New York – Today New American Economy (NAE), a bipartisan research and immigration advocacy organization, released new data highlighting the significant contributions immigrants make to the El Paso community and economy. The data shows that immigrants in El Paso are crucial job creators — the metro area’s immigrant entrepreneur population grew 25 percent in just one year. Immigrants are also major consumers who help power El Paso’s businesses. In 2017, El Paso’s immigrants held almost $3.8 billion in spending power, a more than $300 million increase from 2016.
The research is part of NAE’s Map the Impact, an interactive map that quantifies immigrant contributions at the national, state, metro area, and congressional district levels, and across industries.
Key findings for the metro El Paso area include:
- Immigrants are critical job creators. In El Paso, immigrants are 152.7 percent more likely to be entrepreneurs when compared to U.S.-born residents, and in 2017, there were 16,298 immigrant entrepreneurs, a nearly 25 percent increase from 2016.
- Healthcare needs are increasing and immigrants are helping to fill the gap. Recently, El Paso’s over-65 population has increased dramatically, from 21.9 percent in 2016 to 24.4 percent in 2017. As health care demands grow, immigrants are helping provide much needed services. In metro El Paso, immigrants represented more than one in three health care workers in 2017.
- Immigrants pay billions in taxes and hold significant spending power. In 2017, immigrants in El Paso paid more than $1 billion in federal, state, and local taxes and held $3.8 billion in spending power.
- Major industries in El Paso depend on immigrant workers. El Paso immigrants make up 47.1 percent of construction workers, 46.2 percent of manufacturing workers, and 35.5 percent of transportation workers.
- More immigrants are eligible to vote. In 2017, more than 100,000 El Paso immigrants were eligible to vote, marking an increase of 11,224 voters from 2016. The increase in immigrant voters is larger than the margin of victory in the most recent congressional election. For context, Rep. Will Hurd won his 2018 congressional race in TX-23, encompassing part of the El Paso area, by just 926 votes.

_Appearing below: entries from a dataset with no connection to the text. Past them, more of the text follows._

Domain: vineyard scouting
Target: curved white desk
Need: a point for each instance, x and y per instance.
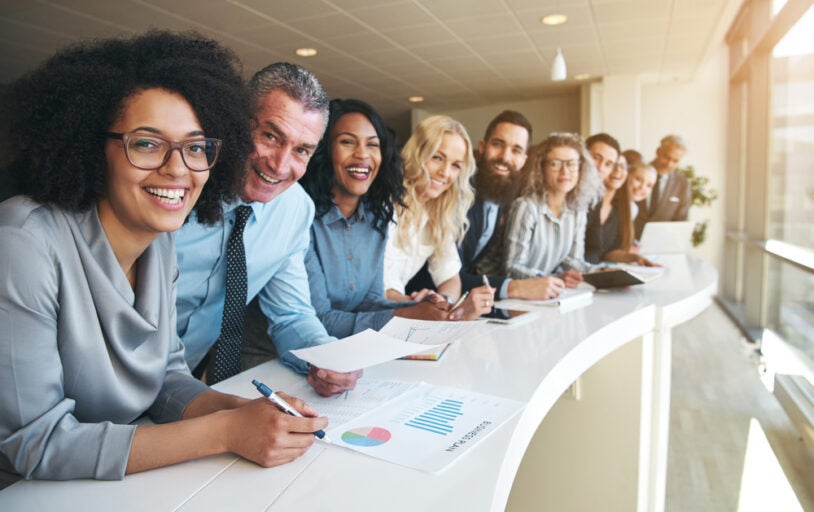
(534, 362)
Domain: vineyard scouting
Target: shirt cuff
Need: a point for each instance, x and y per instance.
(503, 292)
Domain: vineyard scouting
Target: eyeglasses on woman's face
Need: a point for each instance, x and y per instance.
(149, 152)
(557, 164)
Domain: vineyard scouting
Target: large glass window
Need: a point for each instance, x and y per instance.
(791, 204)
(791, 308)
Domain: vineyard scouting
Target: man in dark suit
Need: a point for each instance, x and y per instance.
(670, 199)
(500, 156)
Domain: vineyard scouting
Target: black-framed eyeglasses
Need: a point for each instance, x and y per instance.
(557, 164)
(149, 152)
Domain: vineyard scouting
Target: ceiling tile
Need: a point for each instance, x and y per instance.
(420, 35)
(285, 11)
(563, 37)
(328, 26)
(455, 9)
(579, 15)
(359, 44)
(444, 51)
(499, 44)
(275, 37)
(631, 31)
(392, 16)
(218, 15)
(483, 26)
(620, 11)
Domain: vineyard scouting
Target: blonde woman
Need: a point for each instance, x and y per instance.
(544, 232)
(438, 164)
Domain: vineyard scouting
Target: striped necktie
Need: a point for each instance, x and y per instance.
(227, 350)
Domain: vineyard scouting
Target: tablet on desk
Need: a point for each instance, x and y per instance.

“Immigrants play a critical role in driving economic growth in cities large and small across the country,” said Kate Brick, Director of State and Local Initiatives at New American Economy. “This data highlights why there is an economic imperative for creating policies that attract international talent and ensure all residents have a pathway towards success.”
Map the Impact shows NAE analysis of the latest data from the 2017 American Communities Survey. You can find the new version of the Map at maptheimpact.org.